Jika Rachaele menyebut kami sebagai tumbal berarti Seigneur memiliki banyak pion yang telah dan akan dijadikan tumbal untuk menuntaskan ambisinya dalam menguasai dunia. Sementara soal kasus settingan, inilah yang kutakutkan sejak awal. Kasus besar yang sengaja ditutupi demi kepentingan pribadi.
Dan soal lingkaran setan, seberapa banyak yang terlibat? Kenapa Rachaele sampai memintaku untuk tak melangkah sendiri? Apakah nyawaku benar-benar di ujung tanduk karena menggali kebenaran ini? Mungkinkah Pierre juga termasuk salah satunya? Sial, semakin dalam menggali, semakin tinggi kecurigaanku pada orang-orang di sekelilingku.
Aku menghela napas panjang sebelum mengalihkan atensi pada wanita berkacamata yang duduk di hadapanku. Penampakan kami terlihat kontras. Aku dengan ketakutan dan kebingungan, sedangkan Zo nampak menikmati dunianya sendiri. Ia sibuk mencelupkan potongan croissant ke kopi sebelum melahapnya dengan senyum mengembang. Zo dan kecintaannya pada pastry benar-benar luar biasa—tak kenal waktu, tak kenal kondisi.
“Kau ….” Napasku terbuang dengan begitu berat. “Kau … bagaimana bisa? Surat ini … bagaimana bisa kau mendapatkannya, Zo?”
Wanita berkemeja abu-abu itu mengangkat tangan, memintaku diam selagi menantinya menelan makanan. Zo lantas meraih cangkir keramik di hadapannya dan menyesap isinya perlahan.
“Temanku.”
Sejenak mataku terpejam. “Zo, informasimu benar-benar berguna untukku, tapi kau tidak perlu melakukannya. Aku sudah memintamu untuk berhenti, bukan?”
Jujur, ada rasa khawatir yang begitu besar di benakku. Kematian Dusan bukanlah kasus biasa. Banyak pihak yang terlibat dan bergerak tanpa dapat diprediksi. Jika harus mempertaruhkan nyawa, biar aku yang melakukannya. Jangan sampai orang-orang terdekatku menderita karena ambisiku yang begitu besar.
“Je suis desole pour ca. Lain kali aku tidak akan melakukannya lagi, tapi jujur, kematian Rachaele terlalu janggal dan aku tidak bisa diam saja. Jadi kuputuskan untuk menghubungi temanku yang bertugas sebagai sipir dan meminta informasi apa pun terkait Rachaele. Siapa sangka, dia menemukan surat itu di lipatan baju tahanan Rachaele.”
Beban yang menindih tengkukku terasa kian berat mendengar penuturan Zo.

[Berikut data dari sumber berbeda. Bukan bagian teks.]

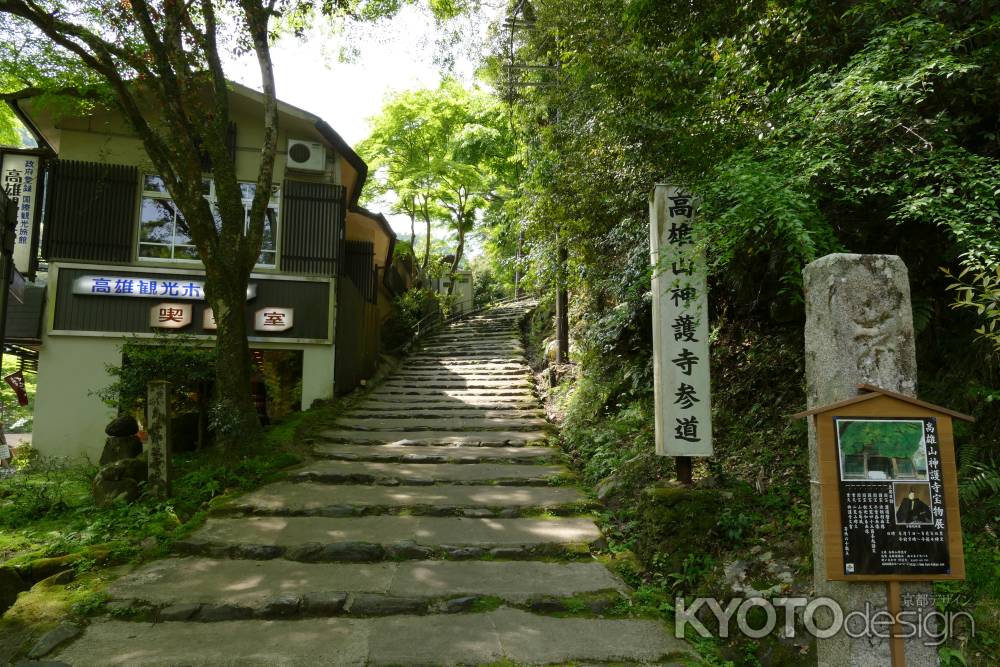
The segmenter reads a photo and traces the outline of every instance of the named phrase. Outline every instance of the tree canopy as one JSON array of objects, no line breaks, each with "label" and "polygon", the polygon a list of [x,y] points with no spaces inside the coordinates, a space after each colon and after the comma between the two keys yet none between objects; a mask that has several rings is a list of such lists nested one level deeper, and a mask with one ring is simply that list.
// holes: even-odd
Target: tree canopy
[{"label": "tree canopy", "polygon": [[386,101],[358,149],[372,165],[370,196],[393,194],[395,211],[410,217],[411,242],[416,218],[424,222],[425,270],[432,227],[455,233],[454,273],[466,235],[508,182],[514,144],[503,108],[453,80],[399,93]]},{"label": "tree canopy", "polygon": [[921,288],[991,265],[992,7],[528,3],[514,59],[559,66],[517,96],[529,236],[550,243],[558,222],[578,275],[609,252],[641,273],[645,193],[671,179],[702,197],[715,273],[739,276],[744,306],[794,300],[804,263],[836,250],[898,252]]},{"label": "tree canopy", "polygon": [[[259,431],[245,295],[274,180],[278,110],[271,42],[320,18],[373,19],[415,1],[0,0],[0,32],[10,36],[0,44],[0,101],[58,101],[69,113],[116,109],[183,215],[218,324],[214,425],[224,443],[246,442]],[[466,5],[432,0],[430,6],[448,16]],[[249,212],[228,152],[227,52],[254,57],[262,81],[263,139]],[[6,117],[0,120],[0,132],[9,125]],[[203,196],[205,158],[214,204]]]}]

Lidahku masih kelu tuk menimpalinya. Tepatnya tak habis pikir kenapa ia masih tak berubah sedikit pun sejak pertama kali kami berteman: suka ikut campur. Bahkan, penguntitan yang ia alami beberapa waktu lalu seolah terhapus dari ingatannya. Ketakutan yang sempat terpancar dari matanya kala itu lenyap tak tersisa.
Meninggalkan pikiran tentang Zo, atensiku kembali tertuju pada tiga lembar kertas bertuliskan tangan yang tergeletak di meja besi berwarna hijau mint di antara kami. Aku merasa lega karena kecurigaanku tentang Seigneur benar adanya. Bukti demi bukti yang dihilangkan—termasuk riwayat panggilan milik Rachaele yang terasa janggal—hanya untuk menghapus jejaknya.
Di sisi lain, aku tengah mencoba menerka makna yang tersembunyi dibalik rangkaian aksa yang Rachaele tinggalkan. Meski tak sepenuhnya yakin, aku mampu menarik kesimpulan bahwa Seigneur mengamati pergerakan kami. Artinya, bukan tidak mungkin bahwa pertemuanku dengan Rachaele jadi alasan terbesar melayangnya nyawa gadis itu.
Oh, ya Tuhan, orang macam apa sebenarnya yang sedang kuhadapi? Setidakberharga itukah setiap nyawa yang ada di dunia ini?
“Nikmati kopimu dan singkirkan tampang bingungmu itu, Corin. Kau membuatku iba.”